Israel’s announced intention to seize control of at least 75 percent of Gaza and then confine Gazans to a small portion of territory won’t succeed in divorcing the population from Hamas. As Palestinians are driven into a small corner of the enclave, Hamas will just move with them; this plan is no more likely to defeat Hamas than were the previous population transfers that forced people from area to area inside Gaza. Indeed, such Israeli actions will cause more suffering among civilians—and produce more terrorists. Israel could go further still, expelling Gazans into the Sinai Desert, but such a drastic measure would stoke the possibility of future retributive violence targeting Israelis. And most damaging for long-term Israeli security, throwing Gazans out of the territory would leave Israel open to accusations of engaging in ethnic cleansing, undermining any moral case for supporting the country.

Military operations that, intentionally or not, result in historic levels of civilian deaths are ultimately leading to a more dangerous situation for Israel, making it a less desirable home for Jews and a more likely target for those seeking revenge. Instead, Israel should establish a new security perimeter between Israeli civilian population centers and the Palestinians in Gaza, allowing Gazans enough space to rebuild their lives, letting humanitarian and economic aid to flow into the territory unimpeded, and working with international allies to foster alternative political arrangements to Hamas or Israeli control in Gaza.

 

The Strategic Costs

Since the founding of the state of Israel in 1948, international support for the country has been based in significant part on the recognition that Jews were the victims of the worst genocide in history. The war in Gaza, however, has seen a swelling tide of condemnation of Israel for committing intentional harm to civilians, mass atrocities, and even genocide. The International Criminal Court has issued arrest warrants that require some 125 countries, including France and the United Kingdom, to detain Israel’s prime minister and other members of Israel’s cabinet. Even within Israel, prominent voices are calling for a course correction: former Israeli Prime Minister Ehud Olmert has declared that Israel’s actions in Gaza are tantamount to a “war crime,” arguing that “what we are doing in Gaza now is a war of devastation: the indiscriminate, limitless, cruel and criminal killing of civilians.” As Israel becomes an international pariah and faces stiffening resistance to its rule in Gaza, the historic scale of its punishment of civilians is only jeopardizing the country’s long-term security.

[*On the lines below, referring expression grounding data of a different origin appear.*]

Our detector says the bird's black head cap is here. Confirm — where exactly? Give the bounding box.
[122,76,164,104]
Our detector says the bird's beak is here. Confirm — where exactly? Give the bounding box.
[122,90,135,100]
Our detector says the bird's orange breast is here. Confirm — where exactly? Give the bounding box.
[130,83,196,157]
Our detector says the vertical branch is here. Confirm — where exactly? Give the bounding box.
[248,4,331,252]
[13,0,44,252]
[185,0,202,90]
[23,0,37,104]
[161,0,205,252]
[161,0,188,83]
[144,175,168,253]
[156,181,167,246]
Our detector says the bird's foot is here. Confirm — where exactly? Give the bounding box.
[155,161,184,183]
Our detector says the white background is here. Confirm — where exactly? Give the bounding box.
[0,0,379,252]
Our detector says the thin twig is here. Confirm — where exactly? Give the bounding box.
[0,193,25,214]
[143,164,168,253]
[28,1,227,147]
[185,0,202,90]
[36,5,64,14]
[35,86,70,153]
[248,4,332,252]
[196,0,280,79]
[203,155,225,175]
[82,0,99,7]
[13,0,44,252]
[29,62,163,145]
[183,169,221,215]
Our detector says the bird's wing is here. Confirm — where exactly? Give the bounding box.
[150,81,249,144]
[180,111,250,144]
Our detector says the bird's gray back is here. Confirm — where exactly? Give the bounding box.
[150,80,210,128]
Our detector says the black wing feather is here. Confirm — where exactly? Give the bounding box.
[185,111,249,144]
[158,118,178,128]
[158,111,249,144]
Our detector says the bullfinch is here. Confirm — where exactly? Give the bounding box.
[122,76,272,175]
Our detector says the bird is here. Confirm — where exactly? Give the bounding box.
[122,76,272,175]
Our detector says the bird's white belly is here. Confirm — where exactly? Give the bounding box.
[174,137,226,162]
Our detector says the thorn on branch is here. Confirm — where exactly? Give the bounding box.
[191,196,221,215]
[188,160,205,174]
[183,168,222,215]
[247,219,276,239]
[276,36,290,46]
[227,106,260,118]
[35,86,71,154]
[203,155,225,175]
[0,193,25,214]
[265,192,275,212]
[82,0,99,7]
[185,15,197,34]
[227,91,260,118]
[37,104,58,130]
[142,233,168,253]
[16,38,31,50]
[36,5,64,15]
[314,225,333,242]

Many Western countries have already begun to make moves to chastise Israel, including by joining much of the rest of the world in formally recognizing a Palestinian state, a step that could lead to large-scale humanitarian intervention in Gaza and economic sanctions on Israel. The United States will likely not follow that path, but U.S. President Donald Trump is mercurial. He has already contradicted Israeli Prime Minister Benjamin Netanyahu and insisted that the starvation of Gaza must end. Rifts within Trump’s base are widening over Israel. U.S. Representative Marjorie Taylor Greene, a leading hard-right Republican, declared that Israel is in fact committing genocide in Gaza, borrowing from rhetoric heard more often on the left. A tactical alliance could grow in the United States between elements of the far right and the far left that seek to roll back U.S. support for Israel.

Israel is the most militarily powerful country in the Middle East and has scored numerous victories over its opponents in recent years. But it is also a tiny country surrounded by rivals. And it needs close relations with major Western democracies to ensure the viability of its economy. Those relations could be tested and strained as Israel continues waging the worst campaign of civilian punishment ever performed by a Western democracy, a campaign that has not come close to eliminating Hamas and has given Israel more adversaries and left it more isolated.